İLKE Vakfı olarak Türkiye’de eğitim alanının güçlenmesini sağlayacak çalışmalar yaparak bütün dünyada eğitimde fırsat eşitliğinin ve adaletin sağlanmasına katkı sunacak bir birikim oluşturmak üzere kurduğumuz Eğitim Politikaları ve Araştırma Merkezi (EPAM) yayımladığı politika notlarına bir yenisini daha ekledi! Kadir Şafak Sağ, “Eğitim Giderleri Açısından Merkezi Yönetim Bütçesi: Mevcut Durum ve Politika Önerileri” başlıklı politika notunu, İLKE Vakfı için kaleme aldı.

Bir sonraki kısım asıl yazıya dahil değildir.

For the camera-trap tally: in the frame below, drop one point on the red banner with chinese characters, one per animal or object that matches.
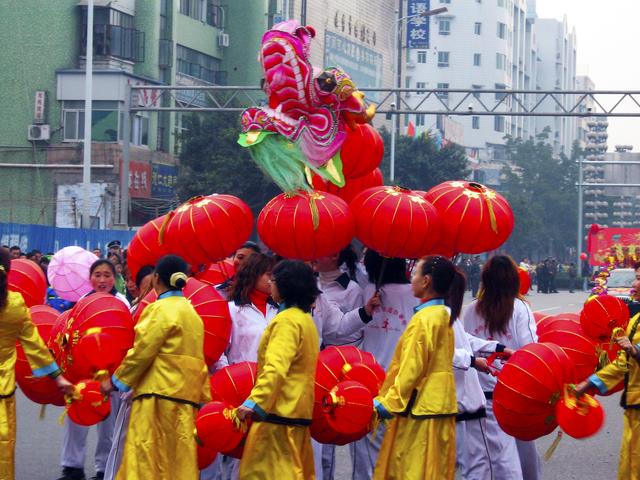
(621, 243)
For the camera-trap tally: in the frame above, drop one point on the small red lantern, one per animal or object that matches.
(233, 384)
(528, 387)
(39, 390)
(348, 407)
(217, 273)
(475, 218)
(305, 225)
(215, 428)
(396, 222)
(208, 229)
(88, 406)
(27, 278)
(580, 417)
(525, 280)
(361, 152)
(604, 317)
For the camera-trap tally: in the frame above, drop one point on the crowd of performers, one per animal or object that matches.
(434, 409)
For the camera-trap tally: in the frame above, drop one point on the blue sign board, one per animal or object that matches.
(417, 26)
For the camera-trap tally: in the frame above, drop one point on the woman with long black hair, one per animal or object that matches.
(500, 313)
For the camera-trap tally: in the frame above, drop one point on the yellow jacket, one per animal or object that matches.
(611, 375)
(420, 378)
(167, 358)
(15, 324)
(287, 357)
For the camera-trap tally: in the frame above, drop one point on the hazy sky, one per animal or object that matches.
(607, 51)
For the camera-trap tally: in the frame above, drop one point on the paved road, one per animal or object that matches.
(39, 441)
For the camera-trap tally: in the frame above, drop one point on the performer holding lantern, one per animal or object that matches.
(166, 368)
(15, 324)
(279, 442)
(420, 385)
(501, 314)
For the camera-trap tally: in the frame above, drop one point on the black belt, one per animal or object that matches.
(464, 416)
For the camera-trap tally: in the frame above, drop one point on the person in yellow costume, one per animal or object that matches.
(419, 393)
(16, 325)
(625, 368)
(281, 402)
(167, 371)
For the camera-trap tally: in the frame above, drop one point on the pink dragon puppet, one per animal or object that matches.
(308, 114)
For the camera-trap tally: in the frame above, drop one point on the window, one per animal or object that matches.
(443, 95)
(104, 121)
(443, 59)
(199, 65)
(444, 27)
(502, 30)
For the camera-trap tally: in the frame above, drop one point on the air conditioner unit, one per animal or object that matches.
(223, 40)
(38, 132)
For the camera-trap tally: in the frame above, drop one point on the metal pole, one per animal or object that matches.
(124, 174)
(88, 94)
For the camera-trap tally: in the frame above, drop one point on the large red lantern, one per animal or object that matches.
(396, 222)
(580, 417)
(604, 317)
(208, 229)
(361, 151)
(475, 218)
(40, 390)
(99, 334)
(305, 225)
(215, 427)
(27, 278)
(233, 384)
(528, 387)
(88, 406)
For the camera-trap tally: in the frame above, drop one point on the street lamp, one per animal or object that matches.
(397, 48)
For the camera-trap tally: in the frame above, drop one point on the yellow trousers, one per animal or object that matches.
(629, 467)
(418, 449)
(280, 452)
(160, 444)
(7, 437)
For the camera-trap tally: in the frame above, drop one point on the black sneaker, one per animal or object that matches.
(72, 473)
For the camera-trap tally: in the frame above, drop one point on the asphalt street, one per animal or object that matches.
(39, 441)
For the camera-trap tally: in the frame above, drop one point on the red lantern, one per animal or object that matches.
(305, 225)
(100, 333)
(145, 247)
(396, 222)
(475, 218)
(88, 405)
(208, 229)
(233, 384)
(525, 280)
(27, 278)
(528, 387)
(348, 407)
(580, 417)
(569, 336)
(215, 427)
(217, 273)
(361, 152)
(604, 317)
(40, 390)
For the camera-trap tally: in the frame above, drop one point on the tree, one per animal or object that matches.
(211, 161)
(542, 192)
(420, 164)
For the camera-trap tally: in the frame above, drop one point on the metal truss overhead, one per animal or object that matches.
(400, 101)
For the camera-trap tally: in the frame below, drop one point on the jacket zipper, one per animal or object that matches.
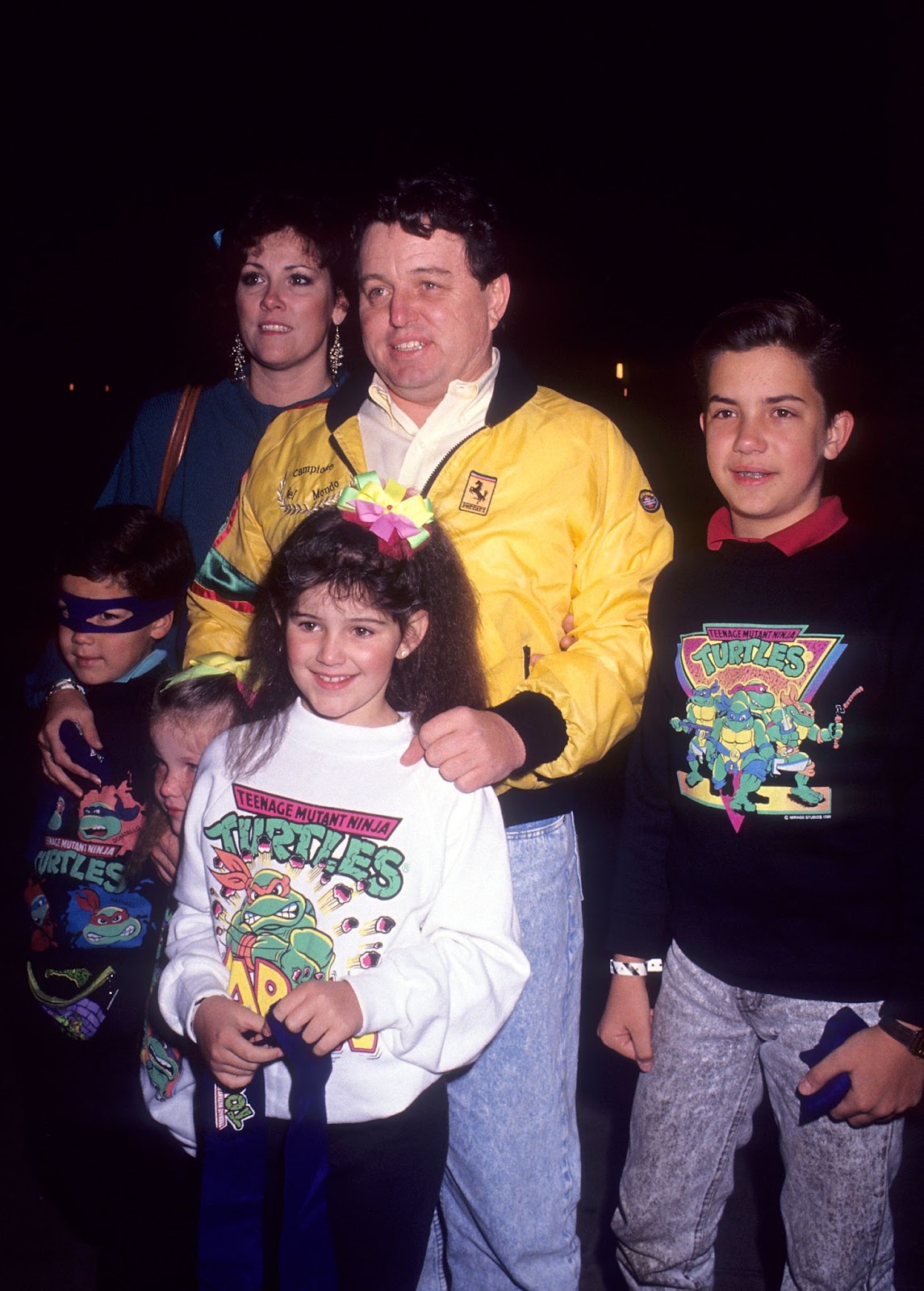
(439, 466)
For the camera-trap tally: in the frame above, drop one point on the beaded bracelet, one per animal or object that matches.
(637, 970)
(66, 683)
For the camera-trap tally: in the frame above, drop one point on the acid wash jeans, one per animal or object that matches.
(512, 1178)
(695, 1108)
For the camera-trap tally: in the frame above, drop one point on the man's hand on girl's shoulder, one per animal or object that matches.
(67, 705)
(469, 748)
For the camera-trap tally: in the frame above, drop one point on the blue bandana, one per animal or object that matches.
(75, 612)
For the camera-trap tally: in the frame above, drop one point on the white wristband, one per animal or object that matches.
(637, 970)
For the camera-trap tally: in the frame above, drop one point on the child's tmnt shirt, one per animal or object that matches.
(772, 819)
(92, 931)
(332, 860)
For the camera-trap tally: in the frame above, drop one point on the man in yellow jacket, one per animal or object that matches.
(551, 514)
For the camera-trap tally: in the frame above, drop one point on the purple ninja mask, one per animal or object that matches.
(77, 612)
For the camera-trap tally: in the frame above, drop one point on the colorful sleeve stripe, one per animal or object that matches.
(220, 580)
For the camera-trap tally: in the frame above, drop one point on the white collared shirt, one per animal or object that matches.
(399, 449)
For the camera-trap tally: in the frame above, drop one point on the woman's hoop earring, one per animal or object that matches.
(336, 353)
(238, 361)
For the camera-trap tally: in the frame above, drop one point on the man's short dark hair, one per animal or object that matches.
(148, 554)
(788, 320)
(448, 202)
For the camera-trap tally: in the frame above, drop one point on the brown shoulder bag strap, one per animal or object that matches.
(176, 445)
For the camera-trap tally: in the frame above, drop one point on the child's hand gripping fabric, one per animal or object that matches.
(626, 1023)
(224, 1032)
(885, 1078)
(325, 1013)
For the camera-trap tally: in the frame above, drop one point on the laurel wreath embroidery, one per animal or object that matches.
(303, 508)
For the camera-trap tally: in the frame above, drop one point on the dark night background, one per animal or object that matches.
(652, 171)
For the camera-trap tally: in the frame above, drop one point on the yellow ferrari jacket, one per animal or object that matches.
(550, 512)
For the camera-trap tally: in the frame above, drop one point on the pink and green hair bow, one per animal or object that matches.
(395, 516)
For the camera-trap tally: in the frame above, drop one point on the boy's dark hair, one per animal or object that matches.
(273, 213)
(788, 320)
(148, 554)
(327, 550)
(448, 202)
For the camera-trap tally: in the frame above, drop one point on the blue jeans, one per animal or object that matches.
(512, 1178)
(695, 1108)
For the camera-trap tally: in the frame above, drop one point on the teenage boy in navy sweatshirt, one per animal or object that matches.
(771, 838)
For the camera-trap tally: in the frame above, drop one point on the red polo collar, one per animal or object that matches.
(795, 537)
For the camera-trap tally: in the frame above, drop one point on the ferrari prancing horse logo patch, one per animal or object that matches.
(478, 494)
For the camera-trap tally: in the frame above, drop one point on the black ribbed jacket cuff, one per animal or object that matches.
(538, 723)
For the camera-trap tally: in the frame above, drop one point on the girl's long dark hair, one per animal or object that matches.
(328, 552)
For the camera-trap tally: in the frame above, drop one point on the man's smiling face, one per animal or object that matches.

Devlet idarelerine ait geliri ifade eden Merkezi Yönetim Bütçesinin son beş yılına baktığımızda giderlerin bir önceki yılın enflasyon oranının üzerinde bir artış göstermiştir. Bu durum, bütçeyi elde eden kamu kurum ve kuruluşları için olumlu olsa da devletin bütçe dengesini bozmaktadır. Bakanlıklar, merkezi yönetim ve çeşitli gelirlerle elde ettikleri bütçelerini; personel giderleri, SGK giderleri, mal ve hizmet alım giderleri, cari transferler ve sermaye giderleri gibi kalemlerde kullanmaktadır. Bakanlıkların bütçeleri karşılaştırılırken maaş ve SGK giderleri dışındaki bütçelerini karşılaştırmak daha sağlıklı olacaktır. Bu doğrultuda, Merkezi Yönetim Bütçesinde en büyük payın eğitime ayrıldığını söylemek mümkündür. Ancak bakanlıkların personel sayıları ve hizmet verdikleri grubun mevcudu göz önünde bulundurulduğunda, Millî Eğitim Bakanlığı, yaklaşık 1.100.000 personel ve 18 milyonun üzerinde öğrenci sayısı ile doğrudan hizmet ettiği nüfus en yüksek bakanlıktır. Bu çalışmada, Merkezi Yönetim Bütçesi verilerinden hareketle MEB bütçesi incelenmiş ve Türkiye’de eğitimin gelişmesinin önündeki engellerden biri olan eğitim bütçesinin yeniden ele alınması için somut politika önerileri sunulmuştur.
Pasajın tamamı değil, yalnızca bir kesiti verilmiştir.